Google Lowered Taxes by $2.4 Billion Using European Subsidiaries
Google saved $2.4 billion in worldwide taxes in 2014 by shifting 10.7 billion euros ($12 billion) in international revenues to a Bermuda shell company, regulatory filings show.
The amount the the Web-search provider moved through its Dutch subsidiary, Google Netherlands Holdings BV, and then on to Bermuda represents the bulk of its profits overseas. The amount transferred to Bermuda was 16 percent greater than the prior year, according to documents the subsidiary filed with the Dutch Chamber of Commerce on Feb. 4 and made available this week. The filing was first reported by the Dutch magazine Quote.
The revelation comes as Google, which is part of parent company Alphabet Inc., faces outrage in Europe over the small amount of tax it pays in the region. Last month, after Google reached a controversial 130 million pound ($187 million) settlement with the U.K. government over an audit covering 10 years of accounts, critics called the amount “derisory.” The deal spawned parliamentary hearings, a government audit and scrutiny from the European Union. France and Italy are also reportedly in discussions with Google to settle ongoing tax disputes. Outside of Europe, legislators in Australia have in recent weeks questioned whether the company is paying a fair share of tax there.
“Google complies with the tax laws in every country where we operate,” the company said in an e-mailed statement.
Google’s Dutch subsidiary is the heart of tax structures known as a “Double Irish” and a “Dutch Sandwich” because it involves moving money from one Google subsidiary in Ireland to a Google subsidiary in the Netherlands before moving it out again to a different Irish subsidiary, physically based in Bermuda, where there is no corporate income tax.
This movement of cash enables Google parent Alphabet to keep the effective tax rate on its international income in the single digits. For 2015, Alphabet reported its average tax rate outside the U.S. was just 6.3 percent, according to a calculation using the income from foreign operations and the foreign income tax reported in its U.S. Securities and Exchange Commission filings. Figures for 2015 revenue moved through Google’s Dutch subsidiary aren’t available.
The company says this calculation does not reflect the methods actually used to determine its international taxes in any jurisdiction. Those methods involve transfer pricing, where payments between various international subsidiaries are used to attribute profit to the geographies where economic value is deemed to have been created.

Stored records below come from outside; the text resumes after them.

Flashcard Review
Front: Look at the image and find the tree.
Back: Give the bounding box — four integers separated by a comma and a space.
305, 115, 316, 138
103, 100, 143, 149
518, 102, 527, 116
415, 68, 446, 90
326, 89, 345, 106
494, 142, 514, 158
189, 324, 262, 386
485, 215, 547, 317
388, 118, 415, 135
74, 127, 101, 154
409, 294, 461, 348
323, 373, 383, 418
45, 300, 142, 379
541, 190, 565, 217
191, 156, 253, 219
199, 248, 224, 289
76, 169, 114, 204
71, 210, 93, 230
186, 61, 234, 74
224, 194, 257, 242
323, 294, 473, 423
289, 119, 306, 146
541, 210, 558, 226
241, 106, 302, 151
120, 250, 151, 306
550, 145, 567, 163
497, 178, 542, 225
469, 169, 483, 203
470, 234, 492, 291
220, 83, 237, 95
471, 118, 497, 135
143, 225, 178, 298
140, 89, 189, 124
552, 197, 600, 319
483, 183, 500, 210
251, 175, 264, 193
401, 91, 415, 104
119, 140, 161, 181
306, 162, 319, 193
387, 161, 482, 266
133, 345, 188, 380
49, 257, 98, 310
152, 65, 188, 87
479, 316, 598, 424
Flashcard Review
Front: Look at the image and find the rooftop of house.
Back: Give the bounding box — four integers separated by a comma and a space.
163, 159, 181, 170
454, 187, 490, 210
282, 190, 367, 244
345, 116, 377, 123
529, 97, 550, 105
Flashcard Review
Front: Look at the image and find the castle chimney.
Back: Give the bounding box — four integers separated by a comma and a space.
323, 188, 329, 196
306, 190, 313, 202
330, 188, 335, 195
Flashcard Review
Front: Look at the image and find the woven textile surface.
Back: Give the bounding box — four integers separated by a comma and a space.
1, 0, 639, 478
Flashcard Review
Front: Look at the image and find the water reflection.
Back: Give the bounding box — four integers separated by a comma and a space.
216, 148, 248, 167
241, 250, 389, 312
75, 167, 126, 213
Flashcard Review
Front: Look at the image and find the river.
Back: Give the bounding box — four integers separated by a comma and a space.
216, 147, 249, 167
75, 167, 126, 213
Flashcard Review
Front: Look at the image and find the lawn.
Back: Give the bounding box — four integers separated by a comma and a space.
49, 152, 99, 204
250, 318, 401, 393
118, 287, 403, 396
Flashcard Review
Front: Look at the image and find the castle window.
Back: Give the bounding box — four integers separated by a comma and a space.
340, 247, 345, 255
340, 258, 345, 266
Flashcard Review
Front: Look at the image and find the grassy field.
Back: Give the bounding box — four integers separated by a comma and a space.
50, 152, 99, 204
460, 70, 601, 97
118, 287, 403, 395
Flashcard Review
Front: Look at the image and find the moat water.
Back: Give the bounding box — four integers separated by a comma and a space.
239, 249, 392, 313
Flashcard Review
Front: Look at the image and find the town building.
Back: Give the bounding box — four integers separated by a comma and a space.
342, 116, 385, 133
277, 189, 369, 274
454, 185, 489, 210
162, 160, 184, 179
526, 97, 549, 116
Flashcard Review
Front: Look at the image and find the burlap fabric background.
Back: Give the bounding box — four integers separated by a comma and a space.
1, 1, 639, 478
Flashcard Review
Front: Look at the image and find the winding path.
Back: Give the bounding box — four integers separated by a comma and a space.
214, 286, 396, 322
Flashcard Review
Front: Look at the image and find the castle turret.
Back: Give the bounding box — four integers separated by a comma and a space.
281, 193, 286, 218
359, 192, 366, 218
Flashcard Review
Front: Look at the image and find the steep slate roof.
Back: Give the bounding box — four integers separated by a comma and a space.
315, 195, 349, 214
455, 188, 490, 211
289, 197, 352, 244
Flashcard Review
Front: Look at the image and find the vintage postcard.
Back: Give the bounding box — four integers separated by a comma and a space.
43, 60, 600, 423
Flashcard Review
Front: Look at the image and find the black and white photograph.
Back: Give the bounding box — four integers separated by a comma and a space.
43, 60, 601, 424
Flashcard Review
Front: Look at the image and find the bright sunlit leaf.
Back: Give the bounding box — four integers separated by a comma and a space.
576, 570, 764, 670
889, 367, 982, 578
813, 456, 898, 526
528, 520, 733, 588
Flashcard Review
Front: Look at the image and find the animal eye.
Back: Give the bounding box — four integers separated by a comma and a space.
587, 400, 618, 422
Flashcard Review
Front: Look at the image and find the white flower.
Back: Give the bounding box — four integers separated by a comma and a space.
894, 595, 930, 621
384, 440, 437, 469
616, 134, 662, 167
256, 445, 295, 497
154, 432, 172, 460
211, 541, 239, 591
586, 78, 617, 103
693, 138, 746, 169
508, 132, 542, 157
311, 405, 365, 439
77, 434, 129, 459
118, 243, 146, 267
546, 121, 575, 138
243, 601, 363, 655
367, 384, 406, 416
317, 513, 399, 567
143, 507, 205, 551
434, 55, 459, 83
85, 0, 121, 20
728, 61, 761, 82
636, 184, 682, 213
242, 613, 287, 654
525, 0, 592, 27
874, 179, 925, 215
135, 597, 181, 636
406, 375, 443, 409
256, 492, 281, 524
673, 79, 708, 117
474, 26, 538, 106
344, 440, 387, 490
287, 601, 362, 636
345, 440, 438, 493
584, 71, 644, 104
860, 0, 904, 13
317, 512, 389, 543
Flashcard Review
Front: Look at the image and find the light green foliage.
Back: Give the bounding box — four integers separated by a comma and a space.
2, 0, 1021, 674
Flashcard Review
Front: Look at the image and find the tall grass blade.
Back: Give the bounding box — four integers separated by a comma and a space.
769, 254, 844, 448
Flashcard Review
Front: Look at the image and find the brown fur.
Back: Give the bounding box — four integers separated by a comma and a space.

The amount of these payments are based on estimates of what similar transactions with an unrelated company would cost. Google attributes most of the economic value of its products to its research and development operations in the U.S. and, in the case of its overseas sales, to its Bermuda-based subsidiary, which holds the international licenses for Google’s intellectual property.
The Irish tax loophole that makes the “Double Irish” possible wasclosed by the Irish parliament last year. But companies already using the structure can continue to employ it until the end of 2020.
Last week, Tom Hutchinson, Google’s vice president for finance, defended the company’s tax arrangements before a U.K. parliamentary committee. Noting that its average global tax rate for the past five years was 19 percent, Hutchinson said Google paid “a fair amount” of tax worldwide.
He also said that the complex structure through which Google moves most of its international profits through its Dutch subsidiary and then on to Bermuda, “made sense” given that the U.S. government taxes companies on their foreign income if they bring it back into the U.S. This gives multinationals an incentive to keep those profits overseas and in locations with little or no corporate tax.
At the end of 2015, Alphabet’s foreign subsidiaries were holding $43 billion in cash untaxed by the U.S., according to the company’s SEC filings.